Production Cron Hygiene: The Checklist
The difference between a cron job and reliable automation, condensed:
- ✅ Validate the expression and preview the next 5–10 run times before deploying — misread fields (swapping minute/hour is the classic) survive code review with ease.
- ✅ Absolute paths and explicit environment. Cron does not load your profile; set PATH and required env vars in the crontab or wrapper script.

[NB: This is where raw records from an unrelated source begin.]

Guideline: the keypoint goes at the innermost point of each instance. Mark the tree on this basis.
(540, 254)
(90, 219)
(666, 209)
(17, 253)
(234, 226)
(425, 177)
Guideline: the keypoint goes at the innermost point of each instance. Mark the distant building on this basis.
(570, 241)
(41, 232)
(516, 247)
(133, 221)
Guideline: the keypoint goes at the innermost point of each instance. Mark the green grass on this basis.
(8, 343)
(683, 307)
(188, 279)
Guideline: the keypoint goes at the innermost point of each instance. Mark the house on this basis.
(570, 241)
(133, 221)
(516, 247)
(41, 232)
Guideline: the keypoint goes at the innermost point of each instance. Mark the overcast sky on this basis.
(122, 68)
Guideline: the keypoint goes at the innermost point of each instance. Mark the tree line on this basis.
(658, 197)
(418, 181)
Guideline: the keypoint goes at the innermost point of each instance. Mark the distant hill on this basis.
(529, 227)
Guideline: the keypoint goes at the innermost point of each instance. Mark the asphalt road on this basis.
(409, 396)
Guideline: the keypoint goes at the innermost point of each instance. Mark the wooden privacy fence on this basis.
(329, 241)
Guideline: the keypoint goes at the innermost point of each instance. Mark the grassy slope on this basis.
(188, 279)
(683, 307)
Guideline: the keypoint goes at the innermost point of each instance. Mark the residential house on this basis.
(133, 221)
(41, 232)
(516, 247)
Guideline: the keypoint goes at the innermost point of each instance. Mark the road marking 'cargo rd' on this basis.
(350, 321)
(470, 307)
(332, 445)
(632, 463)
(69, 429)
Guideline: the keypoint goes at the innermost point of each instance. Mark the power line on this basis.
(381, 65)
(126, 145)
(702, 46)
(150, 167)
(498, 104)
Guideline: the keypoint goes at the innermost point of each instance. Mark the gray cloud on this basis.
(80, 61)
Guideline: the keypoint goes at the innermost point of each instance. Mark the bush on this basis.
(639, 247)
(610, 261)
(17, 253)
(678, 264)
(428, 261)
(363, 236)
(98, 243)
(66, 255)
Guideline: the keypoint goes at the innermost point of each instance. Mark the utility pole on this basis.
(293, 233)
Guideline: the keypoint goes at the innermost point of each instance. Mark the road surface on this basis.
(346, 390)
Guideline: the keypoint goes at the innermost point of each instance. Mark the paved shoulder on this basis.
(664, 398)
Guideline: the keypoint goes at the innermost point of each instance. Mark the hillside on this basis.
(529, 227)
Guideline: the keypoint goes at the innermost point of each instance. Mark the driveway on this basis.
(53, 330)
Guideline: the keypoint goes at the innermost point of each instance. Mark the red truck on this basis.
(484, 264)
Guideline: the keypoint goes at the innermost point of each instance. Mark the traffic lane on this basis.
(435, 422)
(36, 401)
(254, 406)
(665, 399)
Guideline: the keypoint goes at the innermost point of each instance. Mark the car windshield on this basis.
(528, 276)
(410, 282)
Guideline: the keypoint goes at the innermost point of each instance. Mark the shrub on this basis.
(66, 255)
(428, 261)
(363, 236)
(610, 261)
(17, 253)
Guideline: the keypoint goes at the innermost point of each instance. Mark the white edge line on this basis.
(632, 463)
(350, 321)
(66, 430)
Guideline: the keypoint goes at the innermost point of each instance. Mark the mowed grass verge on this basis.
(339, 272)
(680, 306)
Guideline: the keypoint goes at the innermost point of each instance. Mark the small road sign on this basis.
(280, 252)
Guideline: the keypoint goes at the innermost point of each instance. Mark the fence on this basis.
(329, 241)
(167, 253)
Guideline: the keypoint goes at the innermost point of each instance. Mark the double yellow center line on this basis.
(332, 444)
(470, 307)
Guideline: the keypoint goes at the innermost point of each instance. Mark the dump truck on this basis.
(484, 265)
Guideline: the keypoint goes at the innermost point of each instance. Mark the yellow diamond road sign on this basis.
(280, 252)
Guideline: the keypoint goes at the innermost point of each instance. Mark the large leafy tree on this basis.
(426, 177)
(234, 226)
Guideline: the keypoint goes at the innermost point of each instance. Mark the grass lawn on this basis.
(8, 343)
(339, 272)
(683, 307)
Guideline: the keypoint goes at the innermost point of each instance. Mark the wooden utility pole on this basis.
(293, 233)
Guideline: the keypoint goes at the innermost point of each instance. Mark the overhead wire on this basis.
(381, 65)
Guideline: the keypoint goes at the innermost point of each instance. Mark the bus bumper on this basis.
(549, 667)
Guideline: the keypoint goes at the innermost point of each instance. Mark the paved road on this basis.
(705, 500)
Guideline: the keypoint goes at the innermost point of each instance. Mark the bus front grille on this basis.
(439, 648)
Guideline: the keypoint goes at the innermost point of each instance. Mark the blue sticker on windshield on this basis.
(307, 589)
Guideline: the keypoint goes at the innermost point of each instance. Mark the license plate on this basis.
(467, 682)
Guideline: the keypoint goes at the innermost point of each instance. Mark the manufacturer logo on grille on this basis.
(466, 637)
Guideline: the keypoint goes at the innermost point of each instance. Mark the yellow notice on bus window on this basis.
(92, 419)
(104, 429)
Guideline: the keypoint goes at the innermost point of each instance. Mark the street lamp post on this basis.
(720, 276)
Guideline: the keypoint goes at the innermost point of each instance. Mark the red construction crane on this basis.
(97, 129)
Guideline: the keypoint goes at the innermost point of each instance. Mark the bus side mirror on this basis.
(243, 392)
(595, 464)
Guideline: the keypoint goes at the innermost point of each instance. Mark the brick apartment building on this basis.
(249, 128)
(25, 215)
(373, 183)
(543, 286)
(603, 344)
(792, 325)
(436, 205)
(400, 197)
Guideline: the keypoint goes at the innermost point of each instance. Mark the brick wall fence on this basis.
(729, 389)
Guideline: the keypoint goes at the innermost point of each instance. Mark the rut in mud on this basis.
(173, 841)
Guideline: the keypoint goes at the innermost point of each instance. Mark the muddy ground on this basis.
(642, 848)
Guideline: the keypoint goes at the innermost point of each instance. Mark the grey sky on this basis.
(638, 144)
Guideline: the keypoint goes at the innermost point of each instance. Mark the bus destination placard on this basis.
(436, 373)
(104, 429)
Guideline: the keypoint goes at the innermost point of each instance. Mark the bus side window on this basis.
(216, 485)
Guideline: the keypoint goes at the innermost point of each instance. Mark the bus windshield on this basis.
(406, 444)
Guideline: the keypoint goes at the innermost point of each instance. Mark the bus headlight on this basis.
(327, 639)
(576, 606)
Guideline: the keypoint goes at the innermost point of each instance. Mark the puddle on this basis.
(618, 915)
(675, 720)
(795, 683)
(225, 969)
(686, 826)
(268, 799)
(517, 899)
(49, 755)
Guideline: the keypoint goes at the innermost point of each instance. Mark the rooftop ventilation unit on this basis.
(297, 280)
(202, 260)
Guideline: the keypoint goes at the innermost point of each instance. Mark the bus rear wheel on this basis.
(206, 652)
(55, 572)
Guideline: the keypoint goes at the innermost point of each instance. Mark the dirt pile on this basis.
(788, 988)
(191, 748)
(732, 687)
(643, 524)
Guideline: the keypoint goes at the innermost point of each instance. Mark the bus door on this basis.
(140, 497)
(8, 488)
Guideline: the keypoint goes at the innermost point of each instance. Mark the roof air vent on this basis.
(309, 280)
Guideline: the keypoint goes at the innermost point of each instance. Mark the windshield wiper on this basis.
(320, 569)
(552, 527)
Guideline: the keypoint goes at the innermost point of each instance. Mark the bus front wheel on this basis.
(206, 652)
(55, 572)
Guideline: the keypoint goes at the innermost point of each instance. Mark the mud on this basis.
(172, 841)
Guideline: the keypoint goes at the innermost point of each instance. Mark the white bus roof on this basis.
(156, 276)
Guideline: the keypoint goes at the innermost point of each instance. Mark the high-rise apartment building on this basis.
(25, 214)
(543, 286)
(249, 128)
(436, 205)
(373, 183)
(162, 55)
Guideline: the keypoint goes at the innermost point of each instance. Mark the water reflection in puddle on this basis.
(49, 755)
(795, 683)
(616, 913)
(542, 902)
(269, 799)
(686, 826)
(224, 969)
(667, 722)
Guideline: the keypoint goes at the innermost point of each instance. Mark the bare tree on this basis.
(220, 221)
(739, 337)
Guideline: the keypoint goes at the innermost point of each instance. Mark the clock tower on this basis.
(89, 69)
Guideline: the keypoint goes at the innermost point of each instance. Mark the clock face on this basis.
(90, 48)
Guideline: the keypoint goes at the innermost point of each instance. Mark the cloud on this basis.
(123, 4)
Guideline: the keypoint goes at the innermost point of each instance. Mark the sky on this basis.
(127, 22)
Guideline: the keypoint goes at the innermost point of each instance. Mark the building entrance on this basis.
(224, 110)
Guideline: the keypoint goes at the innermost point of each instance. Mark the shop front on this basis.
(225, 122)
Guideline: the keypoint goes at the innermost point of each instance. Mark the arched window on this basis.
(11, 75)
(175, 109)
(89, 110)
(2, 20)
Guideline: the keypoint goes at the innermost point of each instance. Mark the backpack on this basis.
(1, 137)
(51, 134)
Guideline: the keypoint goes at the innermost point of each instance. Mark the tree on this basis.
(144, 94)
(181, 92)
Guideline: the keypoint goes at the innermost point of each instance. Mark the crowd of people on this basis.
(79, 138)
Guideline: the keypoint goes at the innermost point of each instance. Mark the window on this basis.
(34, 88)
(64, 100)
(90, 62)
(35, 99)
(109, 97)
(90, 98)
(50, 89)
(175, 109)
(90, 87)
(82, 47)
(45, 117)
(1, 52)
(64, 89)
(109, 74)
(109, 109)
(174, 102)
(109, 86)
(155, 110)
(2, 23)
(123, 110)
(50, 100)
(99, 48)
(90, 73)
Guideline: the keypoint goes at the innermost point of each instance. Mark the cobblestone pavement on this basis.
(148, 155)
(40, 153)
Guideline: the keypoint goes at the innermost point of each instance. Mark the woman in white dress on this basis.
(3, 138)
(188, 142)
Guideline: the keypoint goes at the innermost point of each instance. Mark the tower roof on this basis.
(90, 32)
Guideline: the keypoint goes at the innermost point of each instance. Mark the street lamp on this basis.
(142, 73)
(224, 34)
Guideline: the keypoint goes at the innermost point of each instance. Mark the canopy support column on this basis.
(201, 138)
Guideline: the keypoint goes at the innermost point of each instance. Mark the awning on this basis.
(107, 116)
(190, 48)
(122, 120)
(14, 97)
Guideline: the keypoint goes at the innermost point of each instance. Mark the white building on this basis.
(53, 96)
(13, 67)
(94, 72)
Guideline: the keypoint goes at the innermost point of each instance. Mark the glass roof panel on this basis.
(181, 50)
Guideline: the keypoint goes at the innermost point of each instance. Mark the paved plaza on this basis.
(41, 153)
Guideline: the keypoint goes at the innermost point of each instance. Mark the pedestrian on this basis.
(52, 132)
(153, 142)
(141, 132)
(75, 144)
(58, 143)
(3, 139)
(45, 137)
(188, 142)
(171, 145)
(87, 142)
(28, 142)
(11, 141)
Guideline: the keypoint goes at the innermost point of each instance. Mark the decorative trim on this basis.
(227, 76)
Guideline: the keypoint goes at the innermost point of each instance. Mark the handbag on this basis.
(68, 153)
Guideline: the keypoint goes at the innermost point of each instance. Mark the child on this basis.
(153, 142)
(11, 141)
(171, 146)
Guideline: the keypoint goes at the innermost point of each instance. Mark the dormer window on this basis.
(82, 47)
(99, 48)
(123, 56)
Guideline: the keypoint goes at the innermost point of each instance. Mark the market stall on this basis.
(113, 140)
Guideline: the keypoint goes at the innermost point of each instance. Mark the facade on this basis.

- ✅ Log output somewhere. Default cron mails output to a mailbox nobody reads. Redirect to a log file or logging system:
>> /var/log/myjob.log 2>&1. - ✅ Lock against overlap. A job slower than its interval piles up concurrent copies. Use
flock -n /tmp/myjob.lock(Linux) or the platform's concurrency policy (Kubernetes Forbid/Replace). - ✅ Idempotency + retries. Design every job to be safe to run twice and to make progress after a crash. Retry transient failures inside the job with backoff rather than waiting for tomorrow's run.
- ✅ Dead-man's-switch monitoring for anything that matters — alert on missing success signals, not just on errors.
- ✅ Document the intent next to the expression: a comment saying "daily at 03:47 UTC — invoice batch; safe to rerun" turns 3 a.m. debugging from archaeology into reading.
- ✅ Prefer UTC; when local time is required, write the timezone explicitly (Kubernetes timeZone, CRON_TZ where supported) instead of relying on server defaults someone will change.
Cron's five fields are a fifty-year-old interface that will outlive most of the platforms in this article. Learn them once, respect the dialects and the DST demon, and your scheduled jobs become the most boring — that is, the best — part of your infrastructure.